This week Cherry continued her attempt to convince Violet Cheshire to cancel Honest Ernest’s contract to pave over a portion of the grounds and garden of the Sunny Soleil Society because of environmental issues. Unfortunately, currently married Violet declaimed her love for currently married Ernest and flatly refused to cancel his contract. Cherry was shocked as much by the apparent insult to traditional family values as she was by Violet’s decision. Stymied by this defeat, she stomped away to dig up rose bushes before the concrete arrived.
But now, a bit of history and contrition: When this strip began in 1946, Cherry led a feisty lifestyle but eventually married Mark and landed a new role as stay-at-home wife and mother to adopted son, Rusty. With few exceptions, Cherry’s appearance was limited to welcoming Mark home and despairing over his departures. One of Jules Rivera’s important innovations was to give Cherry more options, including her own adventures.
I opined earlier this week about a supposed over-emphasis on emotion and reaction as might be heard in a soap opera. However, my wife reminded me that women, in general, are more likely to discuss feelings and relationships than men. Fair point. Even a blockhead like me recognizes that Cherry’s adventures add an additional—female—spotlight on this male-oriented adventure strip. So, I was wrong to get overly snarky about the dialog. Anyway, I’d still like to see a story costarring Mark and Kelly Welly, since Rivera made a big deal about Kelly when she started out.

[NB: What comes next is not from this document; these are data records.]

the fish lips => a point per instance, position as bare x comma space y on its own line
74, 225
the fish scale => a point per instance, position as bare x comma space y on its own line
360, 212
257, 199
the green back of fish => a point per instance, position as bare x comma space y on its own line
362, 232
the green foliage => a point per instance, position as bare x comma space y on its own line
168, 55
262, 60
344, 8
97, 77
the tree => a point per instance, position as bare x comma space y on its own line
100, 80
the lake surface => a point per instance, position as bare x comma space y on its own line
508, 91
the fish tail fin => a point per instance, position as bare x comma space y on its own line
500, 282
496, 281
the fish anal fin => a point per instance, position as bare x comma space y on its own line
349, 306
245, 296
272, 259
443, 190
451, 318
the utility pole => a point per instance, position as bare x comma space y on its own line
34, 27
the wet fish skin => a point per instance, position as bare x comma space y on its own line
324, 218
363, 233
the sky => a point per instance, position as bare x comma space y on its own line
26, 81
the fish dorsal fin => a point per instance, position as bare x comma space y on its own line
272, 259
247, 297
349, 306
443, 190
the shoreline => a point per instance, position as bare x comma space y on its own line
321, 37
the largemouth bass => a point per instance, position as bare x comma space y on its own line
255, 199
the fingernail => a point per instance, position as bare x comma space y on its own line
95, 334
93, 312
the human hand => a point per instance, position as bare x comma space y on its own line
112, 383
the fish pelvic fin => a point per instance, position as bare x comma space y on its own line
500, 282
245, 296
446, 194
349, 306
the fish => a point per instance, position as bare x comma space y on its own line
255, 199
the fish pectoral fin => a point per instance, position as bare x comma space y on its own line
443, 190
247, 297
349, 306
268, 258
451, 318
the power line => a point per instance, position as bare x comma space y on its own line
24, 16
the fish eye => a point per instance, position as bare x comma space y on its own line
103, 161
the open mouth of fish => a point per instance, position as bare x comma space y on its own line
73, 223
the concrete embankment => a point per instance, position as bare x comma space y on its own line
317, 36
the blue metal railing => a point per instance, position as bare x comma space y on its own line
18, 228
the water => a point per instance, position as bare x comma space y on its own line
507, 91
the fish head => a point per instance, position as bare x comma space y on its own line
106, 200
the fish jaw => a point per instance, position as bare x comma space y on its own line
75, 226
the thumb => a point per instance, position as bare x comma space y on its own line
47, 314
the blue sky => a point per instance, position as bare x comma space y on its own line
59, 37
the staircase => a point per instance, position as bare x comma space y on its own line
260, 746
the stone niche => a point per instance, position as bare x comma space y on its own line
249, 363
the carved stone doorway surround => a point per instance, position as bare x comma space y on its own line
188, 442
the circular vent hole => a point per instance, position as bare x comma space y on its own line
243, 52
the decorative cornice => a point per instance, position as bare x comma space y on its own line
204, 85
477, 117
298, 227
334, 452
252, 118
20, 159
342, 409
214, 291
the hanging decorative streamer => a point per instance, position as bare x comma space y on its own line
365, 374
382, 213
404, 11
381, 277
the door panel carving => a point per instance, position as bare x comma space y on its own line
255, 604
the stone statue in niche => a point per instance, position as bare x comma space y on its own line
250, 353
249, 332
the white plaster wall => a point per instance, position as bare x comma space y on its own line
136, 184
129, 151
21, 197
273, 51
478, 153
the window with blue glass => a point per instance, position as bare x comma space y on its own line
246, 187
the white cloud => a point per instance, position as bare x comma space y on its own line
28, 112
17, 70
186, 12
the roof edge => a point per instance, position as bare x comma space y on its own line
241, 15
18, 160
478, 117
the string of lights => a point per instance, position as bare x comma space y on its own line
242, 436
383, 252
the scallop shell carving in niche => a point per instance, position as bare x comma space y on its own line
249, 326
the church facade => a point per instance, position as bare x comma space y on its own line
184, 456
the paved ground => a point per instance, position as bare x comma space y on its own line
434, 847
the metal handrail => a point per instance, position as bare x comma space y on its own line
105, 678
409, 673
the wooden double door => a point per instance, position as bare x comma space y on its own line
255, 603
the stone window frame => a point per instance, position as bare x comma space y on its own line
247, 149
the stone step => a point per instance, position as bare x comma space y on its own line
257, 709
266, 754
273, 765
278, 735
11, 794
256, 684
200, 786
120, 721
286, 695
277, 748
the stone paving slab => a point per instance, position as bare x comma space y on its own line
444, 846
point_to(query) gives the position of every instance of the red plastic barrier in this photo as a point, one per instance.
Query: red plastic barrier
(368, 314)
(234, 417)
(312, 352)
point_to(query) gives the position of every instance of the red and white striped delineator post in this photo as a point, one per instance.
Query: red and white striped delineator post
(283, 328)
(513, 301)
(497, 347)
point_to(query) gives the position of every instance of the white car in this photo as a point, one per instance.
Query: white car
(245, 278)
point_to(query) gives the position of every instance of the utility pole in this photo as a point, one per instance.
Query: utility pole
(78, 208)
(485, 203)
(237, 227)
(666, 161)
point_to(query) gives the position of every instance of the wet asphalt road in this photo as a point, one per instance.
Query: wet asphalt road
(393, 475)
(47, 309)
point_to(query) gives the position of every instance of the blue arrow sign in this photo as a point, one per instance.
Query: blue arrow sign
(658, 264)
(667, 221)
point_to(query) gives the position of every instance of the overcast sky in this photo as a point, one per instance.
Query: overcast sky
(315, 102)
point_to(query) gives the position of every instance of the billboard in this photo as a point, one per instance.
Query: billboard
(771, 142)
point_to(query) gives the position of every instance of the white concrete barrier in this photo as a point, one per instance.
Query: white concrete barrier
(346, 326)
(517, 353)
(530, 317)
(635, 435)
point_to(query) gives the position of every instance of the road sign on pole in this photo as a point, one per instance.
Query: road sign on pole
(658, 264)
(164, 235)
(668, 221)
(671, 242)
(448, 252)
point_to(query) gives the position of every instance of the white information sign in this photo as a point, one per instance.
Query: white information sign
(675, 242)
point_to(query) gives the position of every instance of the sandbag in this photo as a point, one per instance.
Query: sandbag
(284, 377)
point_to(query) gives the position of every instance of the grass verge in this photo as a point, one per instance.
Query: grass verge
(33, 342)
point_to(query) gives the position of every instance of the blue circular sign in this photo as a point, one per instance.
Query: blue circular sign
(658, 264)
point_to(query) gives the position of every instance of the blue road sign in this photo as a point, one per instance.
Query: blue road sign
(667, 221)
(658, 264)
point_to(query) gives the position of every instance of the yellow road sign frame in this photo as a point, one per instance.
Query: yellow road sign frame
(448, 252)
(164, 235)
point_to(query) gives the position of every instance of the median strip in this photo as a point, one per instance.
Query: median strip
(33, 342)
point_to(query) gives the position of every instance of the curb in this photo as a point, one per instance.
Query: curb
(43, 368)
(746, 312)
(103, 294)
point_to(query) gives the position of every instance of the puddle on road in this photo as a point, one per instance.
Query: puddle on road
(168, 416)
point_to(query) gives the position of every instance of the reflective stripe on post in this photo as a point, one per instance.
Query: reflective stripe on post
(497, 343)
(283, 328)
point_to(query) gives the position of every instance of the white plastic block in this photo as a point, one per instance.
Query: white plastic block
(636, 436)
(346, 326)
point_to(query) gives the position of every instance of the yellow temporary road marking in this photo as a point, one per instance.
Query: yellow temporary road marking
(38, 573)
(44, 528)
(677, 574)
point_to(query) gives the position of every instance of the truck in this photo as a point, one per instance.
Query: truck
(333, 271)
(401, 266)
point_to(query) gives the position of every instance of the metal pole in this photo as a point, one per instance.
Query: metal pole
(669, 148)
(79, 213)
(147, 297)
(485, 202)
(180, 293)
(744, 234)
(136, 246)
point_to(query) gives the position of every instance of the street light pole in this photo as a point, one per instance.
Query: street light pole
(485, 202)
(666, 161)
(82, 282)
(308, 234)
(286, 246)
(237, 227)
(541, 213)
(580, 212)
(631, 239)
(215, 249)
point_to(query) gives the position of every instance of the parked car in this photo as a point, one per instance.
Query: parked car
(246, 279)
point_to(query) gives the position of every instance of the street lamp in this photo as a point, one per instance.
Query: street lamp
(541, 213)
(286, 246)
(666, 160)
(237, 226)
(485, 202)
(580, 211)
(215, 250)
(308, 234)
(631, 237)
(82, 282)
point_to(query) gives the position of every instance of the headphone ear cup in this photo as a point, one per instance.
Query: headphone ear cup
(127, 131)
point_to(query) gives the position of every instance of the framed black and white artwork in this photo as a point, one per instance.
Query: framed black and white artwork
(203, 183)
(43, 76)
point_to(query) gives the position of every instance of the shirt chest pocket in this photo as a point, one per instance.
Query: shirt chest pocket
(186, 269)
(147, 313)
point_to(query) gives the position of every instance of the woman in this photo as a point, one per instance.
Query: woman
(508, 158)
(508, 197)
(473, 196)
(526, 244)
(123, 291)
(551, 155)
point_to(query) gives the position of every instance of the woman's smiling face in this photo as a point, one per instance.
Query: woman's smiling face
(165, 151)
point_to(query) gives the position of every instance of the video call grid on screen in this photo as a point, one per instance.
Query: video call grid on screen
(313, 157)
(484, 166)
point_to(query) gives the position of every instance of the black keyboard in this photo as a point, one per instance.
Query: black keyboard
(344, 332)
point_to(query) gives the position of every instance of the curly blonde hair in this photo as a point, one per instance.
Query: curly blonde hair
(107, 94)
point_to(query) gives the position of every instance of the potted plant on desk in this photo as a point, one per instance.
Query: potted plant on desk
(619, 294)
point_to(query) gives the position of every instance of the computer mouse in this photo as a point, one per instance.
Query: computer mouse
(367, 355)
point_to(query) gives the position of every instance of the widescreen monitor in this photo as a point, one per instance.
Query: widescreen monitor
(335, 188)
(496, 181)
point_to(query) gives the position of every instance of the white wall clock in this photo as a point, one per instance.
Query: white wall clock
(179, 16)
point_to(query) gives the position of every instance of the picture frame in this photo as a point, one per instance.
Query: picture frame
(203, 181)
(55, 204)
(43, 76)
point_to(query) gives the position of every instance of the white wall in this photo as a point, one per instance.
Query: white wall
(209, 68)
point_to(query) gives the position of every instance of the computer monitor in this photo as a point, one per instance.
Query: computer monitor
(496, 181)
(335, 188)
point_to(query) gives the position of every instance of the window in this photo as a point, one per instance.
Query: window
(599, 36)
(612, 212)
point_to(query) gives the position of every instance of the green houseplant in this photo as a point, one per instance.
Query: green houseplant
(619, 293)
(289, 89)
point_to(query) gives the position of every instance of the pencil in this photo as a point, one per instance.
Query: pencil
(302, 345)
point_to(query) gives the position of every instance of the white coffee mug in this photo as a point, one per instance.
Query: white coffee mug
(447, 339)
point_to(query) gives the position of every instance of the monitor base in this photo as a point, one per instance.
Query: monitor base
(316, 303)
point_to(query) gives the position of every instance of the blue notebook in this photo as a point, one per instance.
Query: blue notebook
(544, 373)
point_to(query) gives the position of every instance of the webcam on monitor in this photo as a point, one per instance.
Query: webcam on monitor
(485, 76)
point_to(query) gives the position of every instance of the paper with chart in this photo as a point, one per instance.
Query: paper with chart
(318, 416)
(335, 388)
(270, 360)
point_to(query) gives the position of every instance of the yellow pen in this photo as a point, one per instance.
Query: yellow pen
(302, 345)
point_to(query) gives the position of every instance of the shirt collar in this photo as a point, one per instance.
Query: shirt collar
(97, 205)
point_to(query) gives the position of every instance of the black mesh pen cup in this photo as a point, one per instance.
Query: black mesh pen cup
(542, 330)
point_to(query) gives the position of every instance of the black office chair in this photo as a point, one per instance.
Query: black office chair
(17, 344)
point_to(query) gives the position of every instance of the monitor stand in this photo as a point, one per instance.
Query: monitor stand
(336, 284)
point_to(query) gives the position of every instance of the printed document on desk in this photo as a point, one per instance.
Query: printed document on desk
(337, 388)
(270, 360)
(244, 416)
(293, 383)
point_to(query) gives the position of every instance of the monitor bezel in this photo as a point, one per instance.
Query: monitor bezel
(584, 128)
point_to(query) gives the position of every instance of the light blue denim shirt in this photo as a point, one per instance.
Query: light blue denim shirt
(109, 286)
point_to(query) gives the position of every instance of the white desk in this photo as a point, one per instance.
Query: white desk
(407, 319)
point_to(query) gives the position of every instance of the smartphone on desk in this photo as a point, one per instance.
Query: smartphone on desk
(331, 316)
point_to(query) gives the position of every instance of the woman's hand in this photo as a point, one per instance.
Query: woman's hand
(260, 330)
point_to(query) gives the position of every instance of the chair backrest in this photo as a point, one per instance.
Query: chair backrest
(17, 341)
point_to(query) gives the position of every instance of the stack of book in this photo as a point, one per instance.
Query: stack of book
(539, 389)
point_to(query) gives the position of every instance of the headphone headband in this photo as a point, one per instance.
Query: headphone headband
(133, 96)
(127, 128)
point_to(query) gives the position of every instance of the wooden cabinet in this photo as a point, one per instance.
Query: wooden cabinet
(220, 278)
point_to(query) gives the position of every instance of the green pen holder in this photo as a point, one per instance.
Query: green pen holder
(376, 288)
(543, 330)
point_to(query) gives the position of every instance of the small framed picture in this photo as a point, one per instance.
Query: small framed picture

My usual quick-and-dirty research confirms most of what Mark reports. But he fails to report that some major concrete companies are working on solutions to reduce CO2 emissions, while there is a lot of research into developing safer alternatives to concrete. I’d be happy for that, because concrete is not only a health hazard, it also usually leads to ugly, prefabbed architecture, inflexible sidewalks and driveways, and sore arms from mixing it for home projects.